Мания. Книга вторая. Мафия - страница 38



Но ничего стоящего – по его разумению – не попадалось, и потому он продолжал ездить на такси, которое дежурило у его подъезда днем и ночью.

Среди «ратоборцев» выделились трое. Вернее сказать, они бригадирили над остальными. Первым, конечно, был Матвей Субачев, в прошлом прапорщик, исшрамленный до той неимоверности, с которой была списана пословица, что на нем живого места нет.

Но живые места не нем были. И первым таким местом была, конечно, глотка. Так, как орал Субачев, не мог никто. Его через Волгу было слышно.

А вот петь не то что не умел, а не желал.

«Пусть те поют, – говорил он, – кто независьку держит за сиську. А мы – люди подневольные. Нам только орать».

И орал.

А вот Захар Уваев, наоборот, молчун. Спросят – ответит. А сам сроду беседу не затеет.

Захар – классный водолаз. По некоторым сведениям, он служил на флоте, потом долго в составе ремонтной бригады елозил по закаулкам гэсовской плотины.

В воде осетры признавали его за своего.

Но в Волжском, где он обитал, жизнь его осложнилась неудачной женитьбой. А поскольку это все было совершенно малоосмысленно, то вскоре он, как привыкший делать глубинные оценки, пришел к выводу, что дети, которых ему, возможно, наплодит жена, будут разных народов.

Потому тихо оставил ее и мирную передышку решил сделать в Светлом, где у него жила тетка.

И недавно, справив не очень веселую годовщину своего развода, он – в пивнухе – и повстречал Триголоса.

За чаркой нашли, что они друг другу нравятся.

Так Уваев стал «твилосцем».

Знакомство с Тюсиным натягивает на что-то детективное.

Жорка неведомо с кем и, главное, зачем приехал как-то по большой пьяни в Светлый, естественно, без копейки денег в кармане.

Вывалили его, видимо, все же собутыльники на берегу, а сами отбыли по только им ведомому назначению.

Жорка долго промигивал то, что нарезывалось на глаза, потом спросил одного мальчишку:

– Куда меня черти занесли?

А тот ему:

– Спроси у кобеля, а у меня опосля.

Вредный пацан попался.
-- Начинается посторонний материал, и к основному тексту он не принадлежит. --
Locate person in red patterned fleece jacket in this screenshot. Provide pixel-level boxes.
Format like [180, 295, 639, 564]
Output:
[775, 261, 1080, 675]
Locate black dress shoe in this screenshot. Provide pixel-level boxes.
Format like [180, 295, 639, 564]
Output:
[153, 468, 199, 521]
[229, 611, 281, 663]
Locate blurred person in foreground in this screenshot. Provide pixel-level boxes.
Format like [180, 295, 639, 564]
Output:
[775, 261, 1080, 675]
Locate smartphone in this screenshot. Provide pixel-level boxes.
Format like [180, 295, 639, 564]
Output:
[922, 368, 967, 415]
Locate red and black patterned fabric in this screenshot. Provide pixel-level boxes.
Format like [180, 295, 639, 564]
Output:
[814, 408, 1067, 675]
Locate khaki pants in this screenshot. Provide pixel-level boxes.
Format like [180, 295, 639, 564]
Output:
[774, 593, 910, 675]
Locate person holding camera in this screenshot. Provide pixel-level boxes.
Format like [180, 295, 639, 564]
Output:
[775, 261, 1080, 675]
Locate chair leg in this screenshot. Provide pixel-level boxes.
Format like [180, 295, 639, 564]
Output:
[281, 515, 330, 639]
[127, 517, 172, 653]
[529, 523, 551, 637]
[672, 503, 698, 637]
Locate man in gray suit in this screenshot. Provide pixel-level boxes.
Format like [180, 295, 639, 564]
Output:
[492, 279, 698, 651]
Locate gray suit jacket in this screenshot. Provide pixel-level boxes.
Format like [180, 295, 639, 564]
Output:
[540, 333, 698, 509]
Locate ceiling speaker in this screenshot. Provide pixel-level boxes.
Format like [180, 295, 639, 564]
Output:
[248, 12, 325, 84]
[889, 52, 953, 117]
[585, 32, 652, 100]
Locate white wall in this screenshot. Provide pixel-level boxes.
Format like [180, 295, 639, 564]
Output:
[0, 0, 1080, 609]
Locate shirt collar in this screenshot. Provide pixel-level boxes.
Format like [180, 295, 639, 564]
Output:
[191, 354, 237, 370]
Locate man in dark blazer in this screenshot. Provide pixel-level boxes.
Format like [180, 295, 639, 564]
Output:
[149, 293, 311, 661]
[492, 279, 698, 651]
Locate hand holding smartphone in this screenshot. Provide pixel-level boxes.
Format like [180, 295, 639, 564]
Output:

Явно без понятия. А кобелек рядом действительно был. И такой же бесприютный, как он сам.

– Ну что, кутя? – спросил его Тюсин. – Вместе будем ночку коротать?

И они, угревшись, уснули с тыльной части магазина, в котором торговали водкой из-под полы.

Жорка проснулся от ощущения, что кто-то стал ему подошвой на морду. Вскинулся: так и есть. Чья-то нога в сапоге прищемила сразу обе щеки.

Ну, а поскольку это сочиняло некое неудобство, Тюсин и повернул ее в обратном направлении.

И в тот самый момент прибежала сторожиха со свистком.

Переполох.

Доспал уже в милиции. А утром стало известно, что это благодаря ему магазин не обчистили. Тот, кому он вывернул стопу, выдал своих товарищей, и теперь у них будет личное время на восстановление доверия друг к другу.

И вот там, в милиции, полковник Курепин и спросил:

– А чем вы занимаетесь?

– Сном да голодом, – ответил Жорка. – Вот ночью спал – не дали. Теперь есть хочу – тоже, похоже аппетит перебьют.

– Я вам вот что посоветую, – сказал Аверьян Максимыч. – Пойдите вот по этому, – он черканул на бумажке, – адресу, и там вас покормят.

Так Тюсин оказался у Триголоса.

Сейчас тут ни этих троих, ни других прочих не было. И потому Триголос развлекался с теми, кто есть.

– Ну что, Витек? – спросил он Зубка. – Жим-жим играет?

У того вздутие на шее само собой образовалось. Да что же это его этот нескладач так перед бабой позорит?! И вместе с тем рвать при ней зуб было по меньшей мере неразумно. Как-никак, а пропивание достояния собственного скелета – дело интимное.